VwGH 2013/15/0173

VwGH2013/15/017327.6.2013

Der Verwaltungsgerichtshof hat durch den Vorsitzenden Senatspräsident Dr. Zorn und die Hofrätin Dr. Büsser sowie die Hofräte MMag. Maislinger, Mag. Novak und Dr. Sutter als Richter, im Beisein der Schriftführerin Mag. Zaunbauer, über die Beschwerde des J L in S, vertreten durch die Mag. Oliver Lorber Rechtsanwalts GmbH in 9020 Klagenfurt, St. Veiter Ring 51/II, gegen den Bescheid des unabhängigen Finanzsenates, Außenstelle Klagenfurt, vom 22. März 2013, Zl. RV/0110-K/10, betreffend Nachsicht gemäß § 236 BAO, zu Recht erkannt:

Normen

BAO §20;
BAO §236 Abs1;
BAO §20;
BAO §236 Abs1;

 

Spruch:

Die Beschwerde wird als unbegründet abgewiesen.

Begründung

Aus der Beschwerde und der mit ihr vorgelegten Kopie des angefochtenen Bescheides ergibt sich Folgendes:

Der Beschwerdeführer beantragte mit schriftlicher Eingabe vom 11. Jänner 2010 die Nachsicht seiner Steuerverbindlichkeiten in Höhe von 78.531,92 EUR gemäß § 236 BAO. Der Beschwerdeführer führte begründend aus, durch die Einhebung dieser Abgaben (Einkommensteuer 2007 und 2008) sei seine eigene Existenz und die seiner nahen Angehörigen gefährdet. Er verfüge über keine Barmittel, um den Abgabenrückstand zu bezahlen. Sämtliche Kreditmöglichkeiten seien ausgeschöpft, das vorhandene Liegenschaftsvermögen sei verpfändet. Sein Unternehmen habe bis in das Jahr 2008 positive Ergebnisse erzielt. Infolge Einführung eines europaweiten Verbotes von Glühlampen habe sein Unternehmen massive Umsatzeinbußen verkraften müssen. Die Umstrukturierung des Unternehmens sei durch die aufkommende Wirtschaftskrise gehemmt worden. Das Land Kärnten habe aufgrund des vorhandenen betrieblichen "Know-Hows" im Unternehmen die Ausfallsbürgschaft gegenüber der Bank übernommen und dadurch den Fortbestand des Unternehmens gesichert. Die Bezahlung des Abgabenrückstandes könnte lediglich durch einen sofortigen Verkauf von Maschinen erfolgen. Da es sich bei diesen um Spezialmaschinen handle, käme dies einer Vermögensverschleuderung gleich.
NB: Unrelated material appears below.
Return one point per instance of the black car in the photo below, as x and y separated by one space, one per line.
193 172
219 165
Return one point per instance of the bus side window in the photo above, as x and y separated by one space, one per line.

Mit Bescheid des Finanzamtes vom 30. März 2010 wurde das Nachsichtsansuchen abgewiesen. Begründend führte das Finanzamt aus, der Umsatzeinbruch durch das von der EU auferlegte Glühlampenverbot und die daraus erwachsenen wirtschaftlichen Schwierigkeiten seien glaubwürdig, ließen aber nicht auf unüberwindbare Schwierigkeiten für das Unternehmen des Beschwerdeführers schließen, da eine komplette Einstellung der Glühlampenproduktion nicht erforderlich gewesen sei und der Weiterbetrieb des Unternehmens durch das Land Kärnten sichergestellt sei. Es könne nicht festgestellt werden, dass die Entrichtung der Schulden nur durch den Verkauf von Maschinen möglich wäre. Der durch die EU-Gesetzgebung ausgelöste Umsatzrückgang lasse sich bis zu einem gewissen Grad dem allgemeinen Unternehmerrisiko zuordnen. Die vom Beschwerdeführer dargelegten Vermögensverhältnisse ließen zwar eine umgehende Abstattung der Schulden beim Finanzamt keinesfalls zu, wären aber nicht so knapp, dass nicht eine Entrichtung auf längere Sicht in Form von Ratenzahlungen möglich wäre.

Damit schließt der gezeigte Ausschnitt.